Thursday, September 6, 2007

DRAGONS OF THE HIGHLORD SKIES by Margaret Weis and Tracy Hickman




Dragons of the Highlord Skies is the second in a trilogy of fill-in novels for the original Chronicles trilogy, which had some narrative gaps due to space constraints. These gaps weren't major, and they didn't wreck the series, and so they come across as somewhat unnecessary. But as I'm a huge fan of the original Weis and Hickman novels, I picked this up. Highlord Skies fills in portions of Dragons of Winter Night. It tells how Kitiara got Lord Soth on her side and how the Companions got the dragon orb out of Icereach.
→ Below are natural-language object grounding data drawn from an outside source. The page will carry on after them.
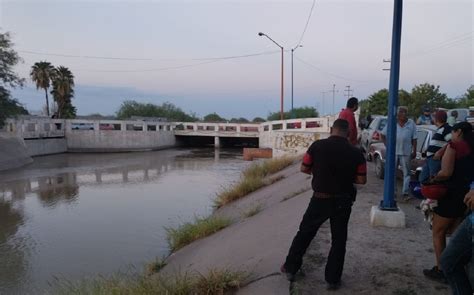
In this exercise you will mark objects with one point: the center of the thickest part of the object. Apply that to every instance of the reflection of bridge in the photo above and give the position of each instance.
(44, 136)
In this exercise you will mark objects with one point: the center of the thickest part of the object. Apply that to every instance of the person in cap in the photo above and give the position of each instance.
(425, 118)
(470, 118)
(335, 165)
(439, 139)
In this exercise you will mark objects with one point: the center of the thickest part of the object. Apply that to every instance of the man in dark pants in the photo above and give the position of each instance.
(336, 165)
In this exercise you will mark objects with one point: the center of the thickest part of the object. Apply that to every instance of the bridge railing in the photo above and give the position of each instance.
(183, 128)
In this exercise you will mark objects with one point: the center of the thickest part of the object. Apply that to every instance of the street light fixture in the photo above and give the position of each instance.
(292, 51)
(281, 90)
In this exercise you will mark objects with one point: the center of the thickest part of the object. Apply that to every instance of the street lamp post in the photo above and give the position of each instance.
(281, 90)
(292, 51)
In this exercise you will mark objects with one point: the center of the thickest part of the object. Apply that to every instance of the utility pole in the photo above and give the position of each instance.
(386, 60)
(349, 91)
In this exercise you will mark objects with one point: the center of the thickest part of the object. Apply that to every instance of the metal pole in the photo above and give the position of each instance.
(388, 202)
(281, 100)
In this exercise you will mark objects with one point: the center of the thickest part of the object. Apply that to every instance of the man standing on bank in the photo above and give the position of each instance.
(336, 165)
(348, 115)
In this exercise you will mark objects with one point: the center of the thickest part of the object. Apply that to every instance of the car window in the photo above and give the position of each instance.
(421, 137)
(383, 122)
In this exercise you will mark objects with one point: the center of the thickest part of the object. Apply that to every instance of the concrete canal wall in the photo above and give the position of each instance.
(13, 152)
(292, 137)
(43, 136)
(45, 146)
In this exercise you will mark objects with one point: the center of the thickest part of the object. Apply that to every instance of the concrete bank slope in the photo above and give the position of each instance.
(13, 152)
(378, 260)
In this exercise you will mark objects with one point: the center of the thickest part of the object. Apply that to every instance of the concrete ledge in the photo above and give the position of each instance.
(386, 218)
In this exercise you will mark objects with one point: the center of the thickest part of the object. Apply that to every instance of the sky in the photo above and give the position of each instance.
(169, 51)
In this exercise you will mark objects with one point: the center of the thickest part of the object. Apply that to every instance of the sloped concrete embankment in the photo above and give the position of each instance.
(13, 152)
(378, 260)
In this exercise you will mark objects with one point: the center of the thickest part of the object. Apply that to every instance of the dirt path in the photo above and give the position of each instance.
(378, 260)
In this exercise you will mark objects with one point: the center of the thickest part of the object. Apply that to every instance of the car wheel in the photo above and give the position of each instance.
(379, 168)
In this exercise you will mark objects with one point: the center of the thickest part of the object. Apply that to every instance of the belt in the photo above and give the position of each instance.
(319, 195)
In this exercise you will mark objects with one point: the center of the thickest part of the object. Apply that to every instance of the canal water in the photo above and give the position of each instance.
(72, 216)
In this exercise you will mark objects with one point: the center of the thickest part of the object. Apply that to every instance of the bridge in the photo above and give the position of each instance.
(48, 136)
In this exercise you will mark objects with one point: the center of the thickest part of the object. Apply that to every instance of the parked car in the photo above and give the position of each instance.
(372, 133)
(377, 151)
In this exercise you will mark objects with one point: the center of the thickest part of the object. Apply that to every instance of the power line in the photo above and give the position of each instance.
(307, 22)
(238, 56)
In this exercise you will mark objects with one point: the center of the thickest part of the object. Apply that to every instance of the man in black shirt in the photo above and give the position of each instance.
(336, 165)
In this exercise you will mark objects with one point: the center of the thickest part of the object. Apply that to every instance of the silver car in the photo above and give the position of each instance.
(372, 133)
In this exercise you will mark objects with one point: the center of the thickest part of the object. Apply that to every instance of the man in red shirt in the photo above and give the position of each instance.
(348, 115)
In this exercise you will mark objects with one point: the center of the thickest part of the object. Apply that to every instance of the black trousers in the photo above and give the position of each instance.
(338, 211)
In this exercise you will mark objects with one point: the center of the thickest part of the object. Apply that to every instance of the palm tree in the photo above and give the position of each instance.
(63, 84)
(41, 73)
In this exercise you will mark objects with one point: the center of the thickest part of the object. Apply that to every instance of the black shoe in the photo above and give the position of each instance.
(333, 286)
(435, 274)
(289, 276)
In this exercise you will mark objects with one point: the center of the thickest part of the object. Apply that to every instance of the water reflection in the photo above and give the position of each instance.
(81, 214)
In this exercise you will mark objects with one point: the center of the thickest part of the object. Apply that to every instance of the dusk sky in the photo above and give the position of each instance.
(165, 51)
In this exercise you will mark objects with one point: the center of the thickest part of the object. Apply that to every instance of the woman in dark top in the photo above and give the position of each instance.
(457, 169)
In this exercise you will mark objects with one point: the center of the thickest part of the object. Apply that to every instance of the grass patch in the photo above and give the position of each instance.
(252, 179)
(155, 266)
(192, 231)
(214, 282)
(253, 211)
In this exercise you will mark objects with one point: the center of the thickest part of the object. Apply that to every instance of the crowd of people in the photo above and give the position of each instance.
(337, 163)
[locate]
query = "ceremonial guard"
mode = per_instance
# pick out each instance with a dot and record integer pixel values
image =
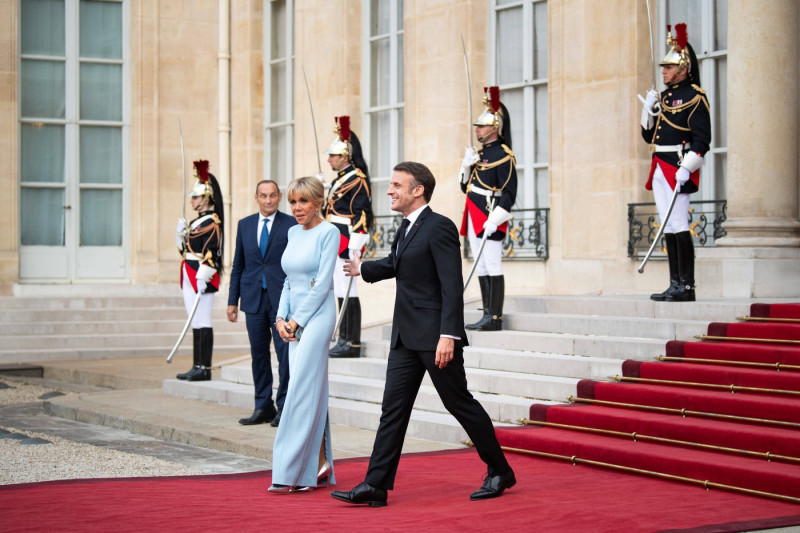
(200, 243)
(677, 125)
(349, 207)
(489, 178)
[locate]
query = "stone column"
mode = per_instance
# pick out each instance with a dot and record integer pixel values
(763, 135)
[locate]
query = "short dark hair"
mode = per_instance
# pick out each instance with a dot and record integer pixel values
(262, 182)
(422, 176)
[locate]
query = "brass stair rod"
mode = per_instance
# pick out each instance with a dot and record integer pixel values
(705, 483)
(685, 412)
(746, 339)
(732, 388)
(777, 366)
(768, 319)
(769, 456)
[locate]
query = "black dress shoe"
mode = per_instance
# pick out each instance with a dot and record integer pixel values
(276, 420)
(259, 416)
(493, 486)
(362, 494)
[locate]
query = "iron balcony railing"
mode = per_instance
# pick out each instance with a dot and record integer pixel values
(526, 238)
(706, 220)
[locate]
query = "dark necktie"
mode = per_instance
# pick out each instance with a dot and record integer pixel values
(262, 246)
(401, 234)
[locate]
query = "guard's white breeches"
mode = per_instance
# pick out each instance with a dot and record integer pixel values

The longer I spend as a professional writer, the more I tend to read like an editor. I have to say I haven't read any of the other Dragonlance books in a long time (except Dragons of the Dwarven Depths, which also had major editorial issues), so I don't know if the narrative here is significantly different from the old books. There are editorial concerns here as well, including a few things spell-check should have caught, since there some non-words here.

The "previously on Dragonlance…" introduction was nice. I was reminded that the Dragonlance world has some of the best fantasy place and deity names around. Coming up with good ones is a skill in and of itself.

The second thing I noticed is that the narration is heavy-handed and repetitive, as though we can't remember what we read early in this same book, and can't figure out somebody's attitude. The book has a ton of adverbial modifiers (as have all the Weis/Hickman Dragonlance novels), which are generally considered poor writing, and which serve little purpose (it's telling rather than showing). Their use creates a fair number of minor Tom Swifties. "I'm mad," said Tom angrily. See? There are other problems. You can't use the word "capacious" as a descriptor twice in five pages. Put down the thesaurus and walk away.

The authors seem overly sentimental with the characters, who at times seem like caricatures of themselves. You can only go to the well so many times, and it's about dry. Flint never had a lot of depth to him (he just does everything "dourly"). Even Tasslehoff, who seems to appear in every Dragonlance book ever written, has his comic relief styles starting to feel old.

One of the things that makes the book rough to read is that it's bogged down by a lot of characters you don't root for. There's Kitiara, who you don't root for because you already know what happens to her, and there's Derek Crownguard, who you don't root for because he's a jerk, an ass and a low-IQ moron who's completely oblivious to the world around him.

The book is slow at the start (there's a reason some of this stuff wasn't in the old books), but picks up nicely at the end, and we get a few humorous moments of "behind the scenes with Fewmaster Toede." But ultimately, the whole book feels unnecessary, because we already know what happens to every character. And Kitiara's ending was lame. All build-up and no payoff.

So this was disappointing. What every really wants is more of everybody's favorite black-hearted hero, Raistlin. Good thing the last book in the trilogy is about him.